Why? Because each level of the validation stack is implicitly designed to assume that the previous levels are fully compliant with the taxonomies and other constraints.
Unfortunately, this means that a trivial mistake in the iXBRL document might be enough to halt the review process with most of the testing incomplete.
And so, in the real world, users demand that applications are “helpful”. They want applications which will do their best to continue processing, despite validation errors. But this is unreliable – and dangerous.
Individually innocent mistakes can combine to result in a grossly misleading presentation of an iXBRL report.
In preparing an annual report, a filer makes a couple of mistakes.
The draft sent to the auditors refers to an extension taxonomy at
http://www.example.com//extension.xsd – with a double-slash where it should have been single-slash.

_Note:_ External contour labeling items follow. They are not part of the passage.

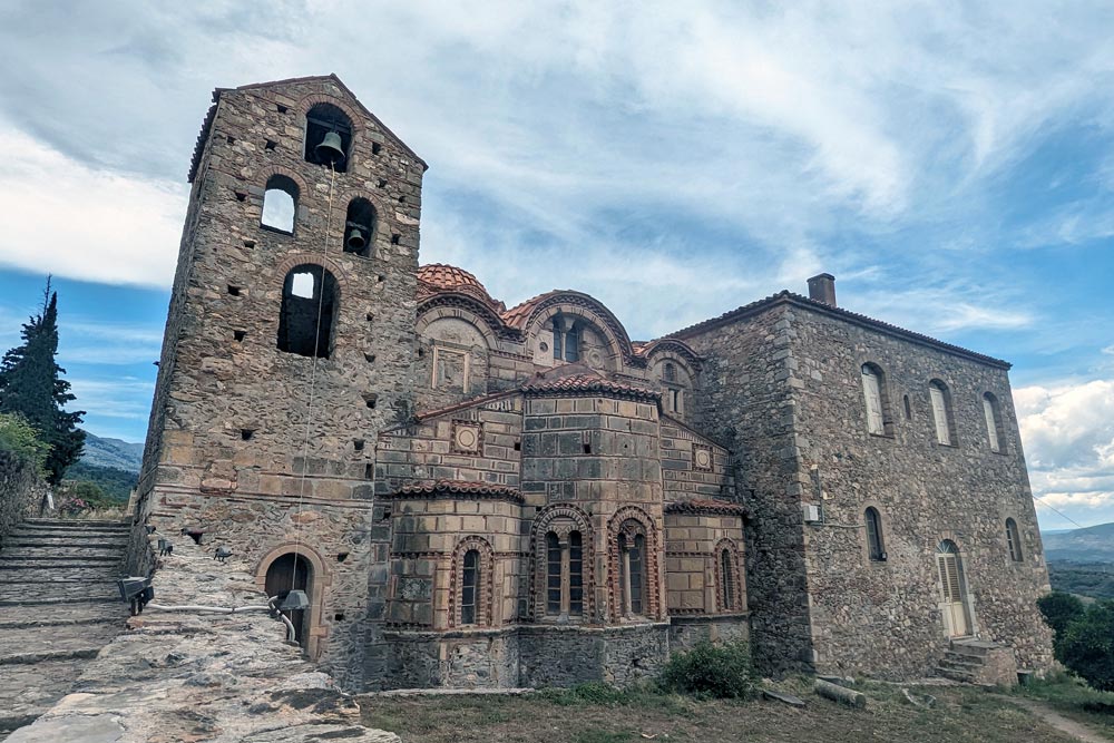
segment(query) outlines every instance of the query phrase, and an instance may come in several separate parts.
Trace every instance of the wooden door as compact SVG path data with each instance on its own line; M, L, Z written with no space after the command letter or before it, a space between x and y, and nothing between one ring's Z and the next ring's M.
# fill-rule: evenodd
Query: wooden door
M944 614L944 629L948 637L961 637L970 634L967 626L967 608L964 602L962 580L960 579L959 555L954 551L940 551L936 555L940 574Z

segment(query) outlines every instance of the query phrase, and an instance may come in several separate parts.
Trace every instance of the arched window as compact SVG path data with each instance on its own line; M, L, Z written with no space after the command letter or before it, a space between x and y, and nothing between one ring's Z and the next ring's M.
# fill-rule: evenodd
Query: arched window
M948 385L938 379L928 384L928 394L932 402L932 424L936 428L936 440L945 446L956 442L955 422L951 417L951 392Z
M886 436L887 410L886 377L874 364L862 365L862 397L867 403L867 432Z
M480 553L469 549L460 568L460 624L476 624L476 605L480 585Z
M1001 428L1001 407L998 399L987 392L983 395L983 417L986 419L986 438L990 443L990 451L1000 452L1005 431Z
M344 218L344 252L371 255L375 239L375 207L367 198L353 198Z
M720 551L720 607L731 612L735 607L735 566L731 550L724 547Z
M293 234L297 196L297 184L292 178L284 175L273 175L267 178L263 192L263 215L260 217L260 225Z
M1006 519L1006 545L1009 547L1009 559L1022 561L1022 535L1017 530L1017 521Z
M565 587L561 580L561 564L564 551L560 537L550 531L546 535L546 614L558 616L561 613L561 600Z
M886 559L886 545L882 541L882 517L877 508L868 508L863 514L867 524L867 551L870 559L881 563Z
M278 350L328 359L339 309L336 280L319 265L286 274L278 314Z
M326 140L330 134L336 136ZM344 173L348 170L351 147L352 121L344 111L331 104L317 104L306 113L304 153L306 163L332 164L338 173Z

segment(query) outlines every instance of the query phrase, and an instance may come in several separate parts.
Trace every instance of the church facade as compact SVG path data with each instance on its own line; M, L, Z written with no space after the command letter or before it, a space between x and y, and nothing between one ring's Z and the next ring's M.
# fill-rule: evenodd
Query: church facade
M1007 363L828 274L649 342L576 291L508 307L419 265L426 167L335 76L215 92L135 570L227 546L353 690L624 684L702 638L768 674L922 676L954 638L1048 667Z

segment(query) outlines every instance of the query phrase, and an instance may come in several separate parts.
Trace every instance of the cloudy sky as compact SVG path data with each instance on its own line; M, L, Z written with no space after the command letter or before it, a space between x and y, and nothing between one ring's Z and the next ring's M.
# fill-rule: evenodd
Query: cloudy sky
M1105 0L8 0L0 345L52 273L89 430L141 440L213 88L336 72L431 166L423 262L508 304L580 289L637 339L829 271L1014 362L1035 490L1111 521L1111 28Z

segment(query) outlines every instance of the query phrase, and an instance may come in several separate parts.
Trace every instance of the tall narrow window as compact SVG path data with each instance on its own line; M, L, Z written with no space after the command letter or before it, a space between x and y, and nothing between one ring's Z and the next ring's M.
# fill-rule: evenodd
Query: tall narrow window
M882 544L882 518L878 509L868 508L863 515L867 522L867 550L870 559L880 563L886 559L886 546Z
M646 588L646 537L635 535L631 547L631 614L643 614Z
M465 553L460 576L460 624L476 624L476 594L479 588L480 554L469 549Z
M338 312L336 280L319 265L286 274L278 311L280 351L328 359Z
M731 559L731 550L720 553L720 608L731 612L735 608L735 569Z
M1006 519L1006 545L1009 547L1009 559L1022 561L1022 535L1017 530L1017 521Z
M876 436L886 433L882 409L882 375L871 364L862 365L862 395L867 402L867 431Z
M273 175L263 192L260 224L276 232L293 234L297 213L297 184L284 175Z
M568 535L568 613L584 614L584 546L579 531Z
M983 395L983 417L986 419L986 438L990 443L990 451L1001 451L1001 408L998 407L998 399L987 392Z
M951 446L951 414L948 388L939 380L932 380L928 385L928 394L932 399L932 423L936 427L936 440Z
M546 535L546 614L560 614L561 605L561 548L560 539L550 531Z
M554 359L558 361L565 355L561 341L565 339L565 327L560 315L554 317Z
M574 324L565 333L565 361L580 360L580 326Z

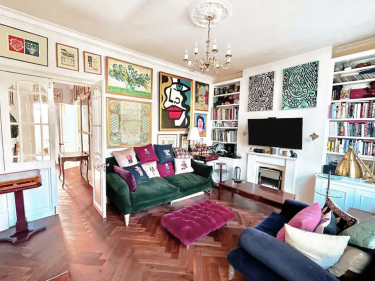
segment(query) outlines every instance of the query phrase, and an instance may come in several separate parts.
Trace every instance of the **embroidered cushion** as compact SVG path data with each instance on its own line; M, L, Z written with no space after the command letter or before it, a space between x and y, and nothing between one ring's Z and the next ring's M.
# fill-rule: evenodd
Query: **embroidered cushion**
M156 161L148 162L144 164L142 164L142 168L150 178L160 176L159 172L158 170L158 164Z
M336 218L338 234L358 223L358 220L342 210L334 202L328 198L326 201L326 204L323 207L322 212L326 214L330 210L332 210L332 212L334 214Z
M320 204L316 202L298 212L288 224L296 228L313 232L320 221L321 217ZM278 232L276 237L279 240L285 241L285 226Z
M126 170L122 168L117 166L114 166L114 172L121 176L125 180L125 182L128 184L128 186L129 186L129 191L130 192L136 192L136 179L133 174L129 171Z
M159 174L160 174L160 176L162 178L174 174L174 170L173 170L173 164L172 162L168 162L164 164L158 165L158 170L159 171Z
M192 156L190 152L186 148L173 148L173 150L174 152L174 155L176 158L178 159L188 159L192 158Z
M152 144L134 148L134 150L142 164L152 161L159 160L159 158L158 158L156 154L154 152Z
M133 174L134 178L136 179L136 183L137 184L150 180L150 178L147 176L144 170L143 170L142 166L139 162L132 166L124 167L124 170L128 170Z
M164 164L174 160L172 144L155 144L154 146L154 148L155 148L155 152L159 158L158 164Z
M133 148L121 151L115 151L112 154L120 167L128 167L138 162Z
M190 158L175 159L174 171L176 174L194 172L194 169L192 166L192 160Z

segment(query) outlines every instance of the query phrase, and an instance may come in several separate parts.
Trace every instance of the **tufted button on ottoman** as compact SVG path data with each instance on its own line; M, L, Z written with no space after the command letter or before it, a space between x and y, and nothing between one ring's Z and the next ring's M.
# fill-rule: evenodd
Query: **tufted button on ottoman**
M162 226L188 246L234 219L231 210L204 200L162 218Z

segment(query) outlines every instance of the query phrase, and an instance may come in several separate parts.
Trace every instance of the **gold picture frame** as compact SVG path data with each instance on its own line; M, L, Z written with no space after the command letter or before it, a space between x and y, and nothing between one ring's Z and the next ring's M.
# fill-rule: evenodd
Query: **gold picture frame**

The auditors take a diligent approach to the review, and consider both the human-readable HTML presentation in the Inline XBRL report and the plainer semantic view that comes from displaying the XBRL facts along with their extension taxonomy labels. Unfortunately, they use a “helpful” XBRL review tool that automatically corrects
http://www.example.com/extension.xsd, so the technical error in the
schemaRef escapes their notice.
The erroneous double slash is identified after the report is published when someone attempts to view the report using a compliant processor, which flags a fatal error like this:
The 'schemaRef' element refers to a document at 'http://www.example.com//extension.xsd' that could not be obtained.

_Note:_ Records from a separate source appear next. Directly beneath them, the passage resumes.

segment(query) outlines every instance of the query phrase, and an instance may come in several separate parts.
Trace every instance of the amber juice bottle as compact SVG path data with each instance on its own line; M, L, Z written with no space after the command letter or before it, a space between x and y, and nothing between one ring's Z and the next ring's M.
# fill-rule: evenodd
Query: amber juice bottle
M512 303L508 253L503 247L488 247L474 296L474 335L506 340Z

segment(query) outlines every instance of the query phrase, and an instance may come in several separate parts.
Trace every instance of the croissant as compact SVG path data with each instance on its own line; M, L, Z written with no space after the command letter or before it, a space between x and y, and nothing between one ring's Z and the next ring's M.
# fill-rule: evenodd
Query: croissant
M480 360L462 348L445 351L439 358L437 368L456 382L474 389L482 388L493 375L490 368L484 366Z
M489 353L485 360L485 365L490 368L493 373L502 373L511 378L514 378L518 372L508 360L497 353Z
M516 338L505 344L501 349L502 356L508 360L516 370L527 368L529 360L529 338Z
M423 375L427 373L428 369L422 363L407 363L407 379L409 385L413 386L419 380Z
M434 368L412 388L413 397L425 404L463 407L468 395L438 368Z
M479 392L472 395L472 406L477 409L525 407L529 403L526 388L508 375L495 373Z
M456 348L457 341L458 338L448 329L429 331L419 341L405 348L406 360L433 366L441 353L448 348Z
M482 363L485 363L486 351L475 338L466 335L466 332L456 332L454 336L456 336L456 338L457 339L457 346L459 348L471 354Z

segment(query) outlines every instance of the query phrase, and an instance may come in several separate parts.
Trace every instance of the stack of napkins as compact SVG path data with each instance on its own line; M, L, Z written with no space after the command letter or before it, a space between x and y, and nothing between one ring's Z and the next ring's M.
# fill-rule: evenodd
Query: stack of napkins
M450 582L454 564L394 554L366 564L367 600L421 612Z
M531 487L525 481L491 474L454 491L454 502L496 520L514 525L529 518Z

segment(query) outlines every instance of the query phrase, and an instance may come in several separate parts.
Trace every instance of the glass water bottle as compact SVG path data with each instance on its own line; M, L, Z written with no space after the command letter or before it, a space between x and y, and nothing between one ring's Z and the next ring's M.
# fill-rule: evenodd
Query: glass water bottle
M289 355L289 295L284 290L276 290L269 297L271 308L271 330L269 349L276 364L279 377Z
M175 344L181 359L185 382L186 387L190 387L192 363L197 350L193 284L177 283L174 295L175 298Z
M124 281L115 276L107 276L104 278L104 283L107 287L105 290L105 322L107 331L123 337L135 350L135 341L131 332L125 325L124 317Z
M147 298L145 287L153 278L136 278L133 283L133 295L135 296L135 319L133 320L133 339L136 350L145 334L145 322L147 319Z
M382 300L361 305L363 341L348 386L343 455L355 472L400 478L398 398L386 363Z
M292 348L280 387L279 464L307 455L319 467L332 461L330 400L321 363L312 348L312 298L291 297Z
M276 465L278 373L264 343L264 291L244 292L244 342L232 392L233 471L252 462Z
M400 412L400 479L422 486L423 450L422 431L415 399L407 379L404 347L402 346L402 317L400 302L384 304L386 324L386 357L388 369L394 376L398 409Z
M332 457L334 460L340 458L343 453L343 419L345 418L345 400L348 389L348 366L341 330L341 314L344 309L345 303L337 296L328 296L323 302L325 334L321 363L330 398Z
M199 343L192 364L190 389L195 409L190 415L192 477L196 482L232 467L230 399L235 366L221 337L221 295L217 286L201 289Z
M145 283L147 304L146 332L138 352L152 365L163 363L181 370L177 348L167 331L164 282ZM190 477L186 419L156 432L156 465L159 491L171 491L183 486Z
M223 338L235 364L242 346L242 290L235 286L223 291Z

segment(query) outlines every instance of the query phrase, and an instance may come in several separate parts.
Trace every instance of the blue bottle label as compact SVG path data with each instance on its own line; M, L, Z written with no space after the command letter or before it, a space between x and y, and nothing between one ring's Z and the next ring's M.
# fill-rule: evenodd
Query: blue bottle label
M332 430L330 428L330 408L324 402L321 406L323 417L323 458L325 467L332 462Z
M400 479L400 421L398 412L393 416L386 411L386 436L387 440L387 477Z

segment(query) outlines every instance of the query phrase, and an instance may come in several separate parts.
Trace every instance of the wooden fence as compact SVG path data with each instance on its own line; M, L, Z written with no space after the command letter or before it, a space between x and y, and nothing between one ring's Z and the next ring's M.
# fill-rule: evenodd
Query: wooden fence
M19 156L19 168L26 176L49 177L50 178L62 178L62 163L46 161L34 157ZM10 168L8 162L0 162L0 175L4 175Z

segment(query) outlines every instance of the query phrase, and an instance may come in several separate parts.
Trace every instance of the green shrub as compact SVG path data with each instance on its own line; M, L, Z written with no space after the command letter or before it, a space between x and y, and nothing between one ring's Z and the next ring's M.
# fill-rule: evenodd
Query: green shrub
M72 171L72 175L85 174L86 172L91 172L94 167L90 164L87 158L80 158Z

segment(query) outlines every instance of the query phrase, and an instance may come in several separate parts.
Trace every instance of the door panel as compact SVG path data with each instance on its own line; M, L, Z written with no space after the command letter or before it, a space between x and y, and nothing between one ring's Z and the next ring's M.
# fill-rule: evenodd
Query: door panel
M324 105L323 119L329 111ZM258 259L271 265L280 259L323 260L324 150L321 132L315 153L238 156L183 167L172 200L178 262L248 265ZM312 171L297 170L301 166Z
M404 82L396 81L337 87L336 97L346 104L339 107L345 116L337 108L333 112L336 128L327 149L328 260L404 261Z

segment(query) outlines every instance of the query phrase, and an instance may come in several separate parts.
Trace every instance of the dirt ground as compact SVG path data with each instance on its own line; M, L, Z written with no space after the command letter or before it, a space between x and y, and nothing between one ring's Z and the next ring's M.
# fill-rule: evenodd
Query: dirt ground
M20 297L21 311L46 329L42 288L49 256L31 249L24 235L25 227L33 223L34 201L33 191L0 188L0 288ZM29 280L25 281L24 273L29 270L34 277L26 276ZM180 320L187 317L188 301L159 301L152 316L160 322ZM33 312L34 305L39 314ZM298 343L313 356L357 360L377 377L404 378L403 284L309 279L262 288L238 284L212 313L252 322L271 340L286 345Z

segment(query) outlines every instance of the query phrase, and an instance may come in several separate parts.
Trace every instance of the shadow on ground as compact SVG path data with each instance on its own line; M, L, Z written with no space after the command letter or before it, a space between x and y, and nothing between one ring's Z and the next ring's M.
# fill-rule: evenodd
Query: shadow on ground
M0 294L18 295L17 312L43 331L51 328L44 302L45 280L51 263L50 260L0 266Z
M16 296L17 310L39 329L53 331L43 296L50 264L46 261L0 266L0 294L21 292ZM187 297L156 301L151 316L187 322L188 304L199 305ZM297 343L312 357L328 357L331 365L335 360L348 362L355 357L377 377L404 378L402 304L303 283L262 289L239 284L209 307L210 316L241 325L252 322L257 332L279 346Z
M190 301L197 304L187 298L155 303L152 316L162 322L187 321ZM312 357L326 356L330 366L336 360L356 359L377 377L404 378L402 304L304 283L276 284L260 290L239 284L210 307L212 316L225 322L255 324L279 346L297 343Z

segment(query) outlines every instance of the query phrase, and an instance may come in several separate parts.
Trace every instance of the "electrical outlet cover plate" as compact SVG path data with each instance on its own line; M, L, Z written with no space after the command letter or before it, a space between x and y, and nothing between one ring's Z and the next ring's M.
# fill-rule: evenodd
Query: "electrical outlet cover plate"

The filing team do not want to change the audited report, so they direct their IT colleagues to republish the extension taxonomy at the double-slash location. Unfortunately, the IT team publish an earlier, broken draft of the extension taxonomy, which mixes up the labels for “Trade Creditors” and “Amounts Due to Group Companies”.

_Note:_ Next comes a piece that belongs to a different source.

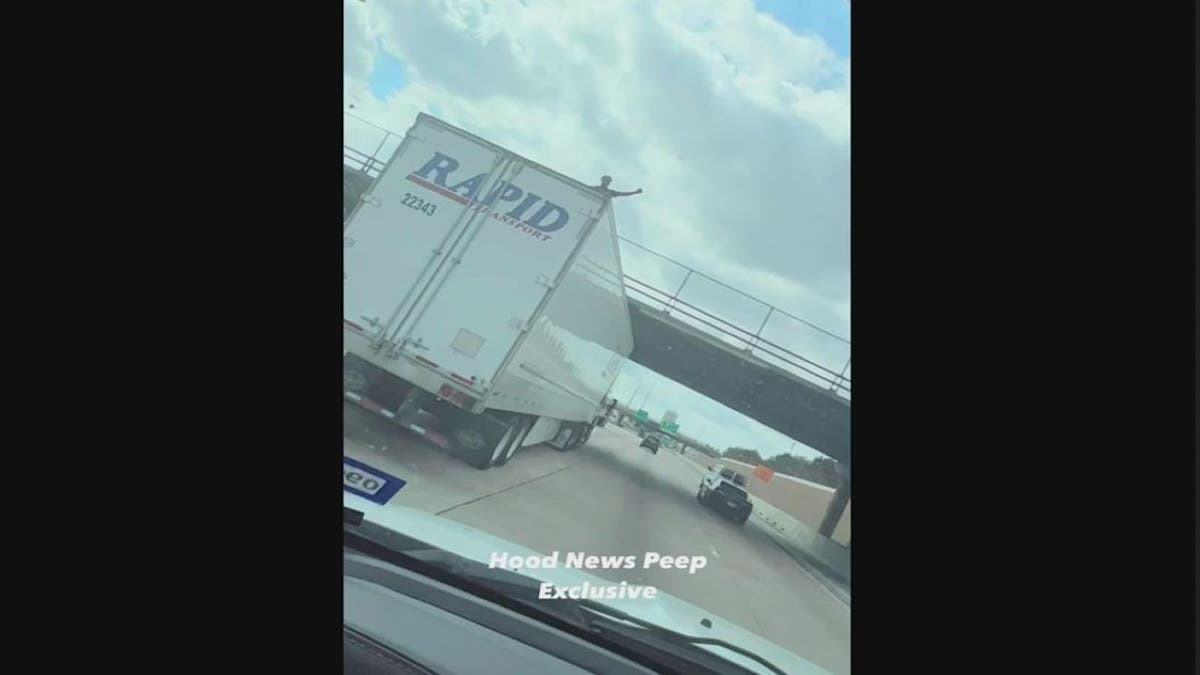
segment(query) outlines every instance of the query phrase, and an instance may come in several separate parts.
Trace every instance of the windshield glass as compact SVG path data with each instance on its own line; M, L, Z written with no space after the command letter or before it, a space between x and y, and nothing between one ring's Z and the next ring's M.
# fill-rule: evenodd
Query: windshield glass
M848 673L848 25L347 2L346 490Z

The compliant processor will use the taxonomy at
http://www.example.com//extension.xsd, as the XBRL specification requires. The “helpful” processor, which assumes that double-slashes are always a mistake and so ignores them, will use the taxonomy at
Depending upon which processor you are using, you will see a different label displayed alongside the concept metadata. In one case “Trade Creditors”, in the other “Amounts Due to Group Companies”, two significantly different concepts.
Why validation is essential
This kind of problem arises because not all processors adhere to the specifications. The specifications which make up the Inline XBRL stack are designed to ensure that all processors operate the same way – and show viewers the same information. But it only works if validation is treated as non-optional.
This is a real example of an XBRL processing application which, in trying to provide extra functionality for users, contravenes the specification and leaves itself open to mistakes (or even deliberate exploits) which could mislead auditors and investors.